On October 31, 2022, the Board of Directors (the “Board”) of Cytek Biosciences, Inc. (the “Company”) announced the appointment of Chris Williams as the Company’s Chief Operating Officer, effective October 31, 2022.
Chris Williams, age 53, joins the Company from Thermo Fisher Scientific, where he served as Vice President, Engineering Technology, Operations, and Innovation from January 2022 to October 2022, Vice President and General Manager, Single-Use Technologies from May 2020 to January 2022, and Vice President and General Manager, Bioprocess Equipment & Automation from October 2018 to May 2020. Prior to that, Mr. Williams served as Vice President of Site Engineering at Bayer Pharmaceuticals from August 2017 to October 2018.
In connection with his appointment, Mr. Williams received and has agreed to the terms of an offer letter (the “Offer Letter”) providing for an annual base salary of $395,000 and eligibility to participate in the Company’s annual bonus program with a target bonus amount equal to 50% of his annual base salary. Mr. Williams will also receive a one-time sign-on cash bonus of $100,000, which is refundable if Mr. Williams terminates his service with the Company within 12 months of his employment start date. Additionally, Mr. Williams will receive equity grants in the amount of $500,000, comprised of 50% in stock options and 50% in restricted stock units (“RSUs”). The number of stock options will be determined using the Black-Scholes methodology, and the options will vest over four years, with 25% vesting on the first-year anniversary of the employment start date and 1/48th of the total grant vesting each month thereafter, subject to Mr. Williams’ continuous service with the Company. The number of RSUs will be determined based upon the closing sale price of the Company’s common stock on the date of grant, with 25% vesting on November 18, 2023 and the remaining 75% vesting in equal installments each quarter thereafter for the remaining three years, subject to Mr. Williams’ continuous service with the Company.
The foregoing is a summary of certain provisions of the Offer Letter and this summary is qualified in its entirety by reference to the Offer Letter attached as Exhibit 10.1 hereto.

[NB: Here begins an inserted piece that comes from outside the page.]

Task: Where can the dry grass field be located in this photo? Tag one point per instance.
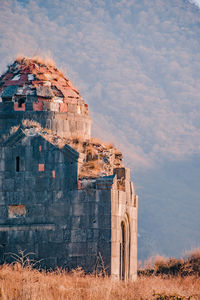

Mr. Williams will be eligible to participate in the Company’s 2021 Employee Stock Purchase Program (the “ESPP Program”) and the Company’s Severance Benefit Plan. Under the Severance Benefit Plan, Mr. Williams will be eligible to receive certain severance benefits in the event of limited qualifying termination events. The Severance Benefit Plan was previously filed as Exhibit 10.10 to the Company Registration Statement on Form S-1 (No. 333-257663), as amended, as originally filed on July 2, 2021.
The Company will enter into the Company’s standard form of indemnification agreement with Mr. Williams. The indemnification agreement provides, among other things, that the Company will indemnify each officer for certain expenses which he may be required to pay in connection with certain claims to which he may be made a party by reason of his position as an officer of the Company, and otherwise to the fullest extent permitted by law. The form of indemnification agreement was previously filed as Exhibit 10.7 to the Company’s Registration Statement on Form S-1 (No. 333-257663), as amended, as originally filed on July 2, 2021.
There are no family relationships between Mr. Williams and any of the Company’s directors or executive officers. Mr. Williams is not a party to any current or proposed transaction with the Company for which disclosure is required under Item 404(a) of Regulation S-K.